Spanish Broadcasting System (SBS) late Thursday reported its financial results for Q1 — one day before many companies conclude their fiscal Q4 and begin the process of tallying up the year’s earnings and expenses.
How did Miami-based SBS? Excelente, your Spanish teacher would say.
For the quarter ended March 31, SBS’s consolidated net revenue climbed 8%, to $33.9 million. Radio division revenue increased by 4%, to $29.3 million, while the Mega TV television arm saw revenue jump 49%, to $4.7 million.
The company’s adjusted OIBDA was also up, as radio OIBDA grew 31%, to $11.63 million, and TV OIBDA swung to 202% growth, to $658,000. Consolidated Q1 OIBDA was up 59%, to $9.4 million.
Operating income surged to $7.6 million, from $3.8 million in Q1 2017.
When all was said and done, the growth helped SBS in lowering its steep net loss from $10.84 million ($1.49 per share), to a net loss of $3.37 million (46 cents per share).

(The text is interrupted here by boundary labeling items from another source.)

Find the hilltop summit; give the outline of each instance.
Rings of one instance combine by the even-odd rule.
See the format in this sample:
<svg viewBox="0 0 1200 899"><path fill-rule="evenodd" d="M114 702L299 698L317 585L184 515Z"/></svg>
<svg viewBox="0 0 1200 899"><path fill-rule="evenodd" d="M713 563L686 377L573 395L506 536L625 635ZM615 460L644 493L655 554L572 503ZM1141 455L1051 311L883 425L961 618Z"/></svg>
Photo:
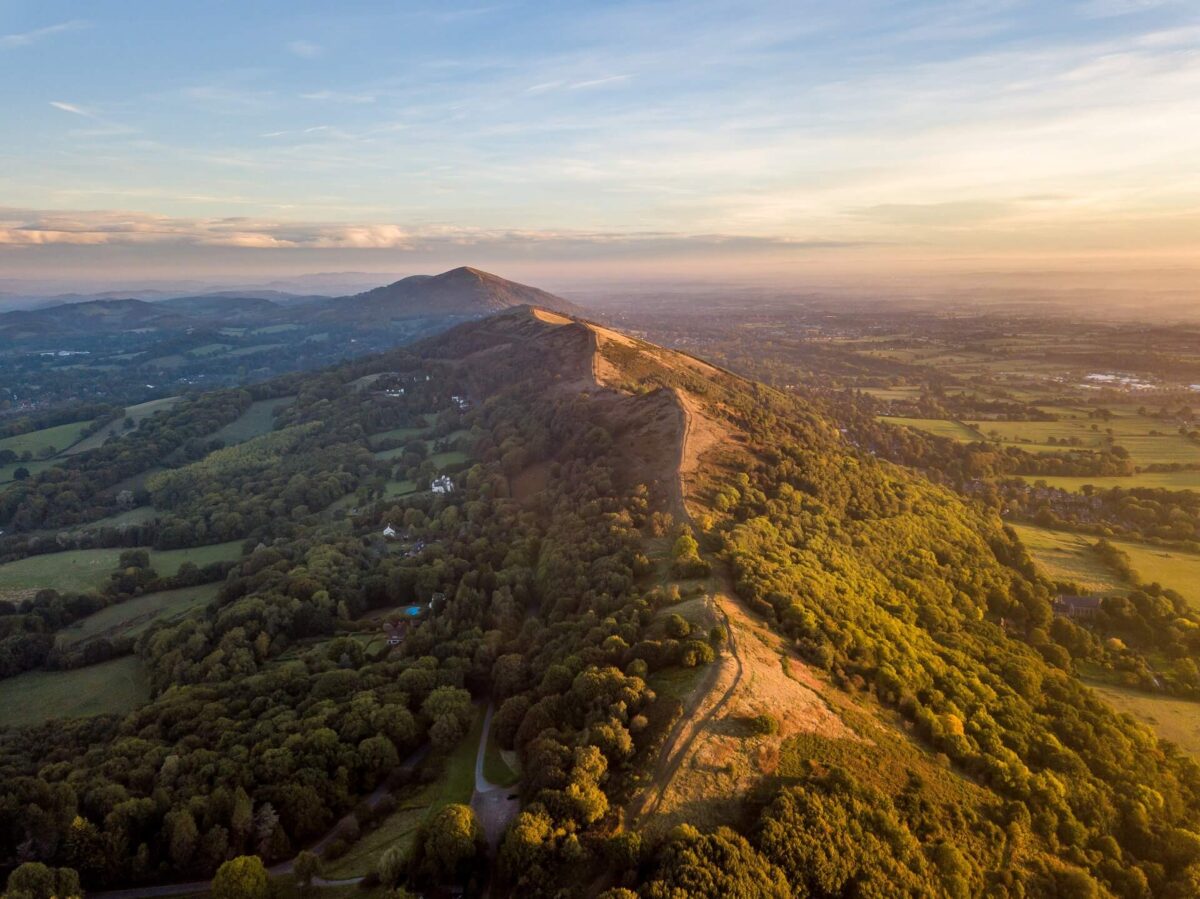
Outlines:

The strong performance was anticipated, as Chairman/CEO Raúl Alarcón Jr. noted Q1 2018 was the best ever first quarter in the company’s history.
“Revenues increased and costs declined across all of our major business units, resulting, once again, in operating margins that are among the best in the industry,” he said, adding that SBS remains focused on driving revenue and controlling costs “while maximizing the positioning and penetration of our unique portfolio of assets in serving the needs of the U.S. Hispanic consumer.”
When can investors expect to get a peek at SBS’s Q2 performance?
“We will be pre-announcing second quarter estimates, evidencing continued positive momentum,” Alarcón said.
Radio segment net revenues increased by $1 million thanks to increases in local, network and special events revenue. This was partially offset by decreases in national and barter sales. Local sales increased in SBS’s Puerto Rico and Los Angeles markets — great news as the commonwealth continues to return to normalcy following Hurricane Maria. Further, it helps SBS in Southern California, where the company has assailed Nielsen Audio over its handling of another PPM noncompliance matter, which impacted SBS’s KLAX-FM & KXOL-FM in L.A.
National sales decreased for SBS’s radio stations in New York and San Francisco markets.
Radio station operating expenses decreased mainly due to decreases in digital development and content production costs related to the LaMusica application, special events, barter, bad debt expenses and the impact of a legal settlement offset by increases in professional fees, advertising and commissions expenses.